A Circle of Wives

Talk about a garden of earthly delights. The colors: a wild profusion of deep reds, purples, yellows. The smells: subtle and soft and aromatic. And the sounds: bees and other insects humming quietly but insistently, the breeze causing slight rustling among the leaves.

A third of the garden is in shade from a magnificent oak tree that spreads its boughs for thirty feet in all directions. The ground underneath is carpeted in blue. Tiny blue flowers, as thick as grass. The other two-thirds of the garden enjoys bright sunlight, and the high fence that surrounds it is completely covered with a brilliant purple flowery vine. Trees bursting with lemons, oranges, figs. I’ve never seen anything like this. I’m in paradise before Adam gave names to any of the flora or fauna, before Eve bit into the apple.

In the middle of it all, kneeling, is a woman, at first glance almost naked, the muscles in her gleaming strong shoulders working as she plunges a trowel into the earth. When my vision clears I notice she’s wearing a kind of flesh-colored sarong that leaves one shoulder as well as most of her legs and thighs bare. Her long gray-blond hair is down and in loose ringlets. Her breasts are spilling forward. A magnificent earth mother. She hasn’t yet seen me. No wonder John Taylor fell in love with her, I think, and am ashamed that my opinion of her had previously been so small, so narrow-minded.

“Oh!” She spots me, and is rising to her feet, holding her sarong up to cover herself more thoroughly.

I hurry to apologize. “MJ, I’m so sorry. I rang the bell and no one answered.”

She nods. The slightly anxious, guarded look I recognize from our first meeting appears and I feel terrible to have conjured it up in the midst of this beauty.

“How can I help you?” she asks. She is still holding the trowel, which is coated with rich brown soil. I can smell it from where I stand.

“I just have a few more questions,” I lie. “Nothing important. Wrapping up loose ends.” I see her visibly relax and again shame slices through me. I don’t deserve to be trusted.

“Come inside. It’ll be cooler there.” I follow her into the kind of house I dream about. Comfy overstuffed chairs. Colored walls hung with vivid posters and old black-and-white photographs. No cut flowers, but lots of leafy plants.

“You went to Berkeley?” I ask, pointing to a classic protest poster from the 1960s, beautifully preserved and framed.

“Actually, San Francisco State,” she says. “It didn’t matter, though. By the time I got to the Bay Area all the fun was over,” she laughs. “I should have been born a generation earlier.” She motions me to sit at the kitchen table, which is of bleached pine, and pours me a glass of water from the tap.

“People still find plenty to protest today,” I say.

“Yes, but there’s a different vibe,” she says, and is silent for a moment. “I grow flowers now. That’s my protest against what’s going on in the world.”

“Your garden is amazing,” I say, and mean it.

She relaxes more. Then she says, “Let me show you something.”

I put down my water and follow her back outside, into the garden, past the oak tree to the sunniest corner. It is closed off by four-foot walls, with just a small gap to walk through. We enter the space. At first I think that the air is full of tiny scraps of paper, confetti perhaps. All different colors of paper, chaotically swirling around me. Then I understand: butterflies. Flitting amidst the bushes and flowers, arcing over our heads. One even alights on MJ’s bare shoulder. A butterfly garden. I’ve heard of these, but never experienced it firsthand.
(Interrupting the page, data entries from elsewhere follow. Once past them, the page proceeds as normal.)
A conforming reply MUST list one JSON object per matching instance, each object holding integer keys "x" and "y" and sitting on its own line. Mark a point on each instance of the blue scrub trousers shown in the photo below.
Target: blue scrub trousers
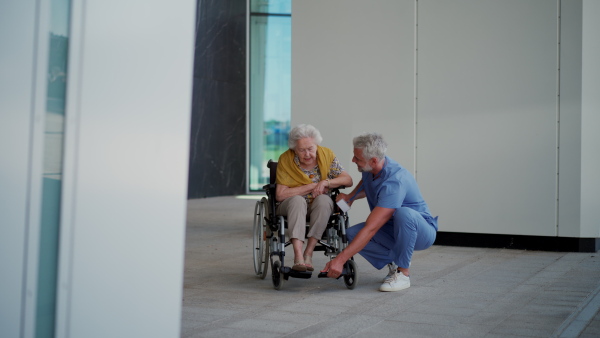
{"x": 395, "y": 241}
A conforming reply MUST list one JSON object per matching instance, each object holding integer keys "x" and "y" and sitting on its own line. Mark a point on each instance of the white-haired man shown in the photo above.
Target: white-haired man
{"x": 399, "y": 222}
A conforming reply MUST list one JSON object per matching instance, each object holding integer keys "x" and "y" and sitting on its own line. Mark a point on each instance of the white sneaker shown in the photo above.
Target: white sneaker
{"x": 392, "y": 267}
{"x": 398, "y": 281}
{"x": 391, "y": 273}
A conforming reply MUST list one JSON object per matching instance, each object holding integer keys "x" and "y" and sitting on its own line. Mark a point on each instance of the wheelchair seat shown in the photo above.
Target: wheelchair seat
{"x": 269, "y": 238}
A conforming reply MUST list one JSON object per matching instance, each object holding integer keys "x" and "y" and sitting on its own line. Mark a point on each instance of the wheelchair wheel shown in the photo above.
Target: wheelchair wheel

“This was John’s favorite spot in the garden,” she says, pointing to a bench in the midst of the riot of colors and beating wings. “He always said something I never fully grasped. Not until after his death.” Her face clouds over. “He said he needed this chaos. That everything else in his life was too regulated.”


I’m silent for a moment. “That’s what happens when you take on three wives,” I finally say. “Regulations.”

I ease myself next to her on the bench in the sun. We sit in almost comradely silence. If I’m not careful, I could easily fall asleep here, drugged by the heat and beauty.

“What will happen to the house?” I ask. “Can you afford to keep it?”

She starts. I’ve touched a nerve, apparently.

“It depends,” she says. A black and orange butterfly lands on her arm. She absentmindedly touches its wing and it flies off.

“Houses in Los Gatos aren’t cheap,” I say. “Did John buy it?”

“He put down the deposit. Then we paid the monthly mortgage out of our joint funds,” she says.

I’d done a quick online check before coming here. This old 1940s unimproved rancher is worth a cool $2.6 million on the current market. They’d bought it for $2.2 five years ago. Not a ton of appreciation compared to the boom real-estate years here in the Bay Area a decade ago. But not too shabby a profit for just living in a place, either.

“So how much is your mortgage?” I ask her.

She visibly squirms.

“About 500 k,” she says, not looking at me.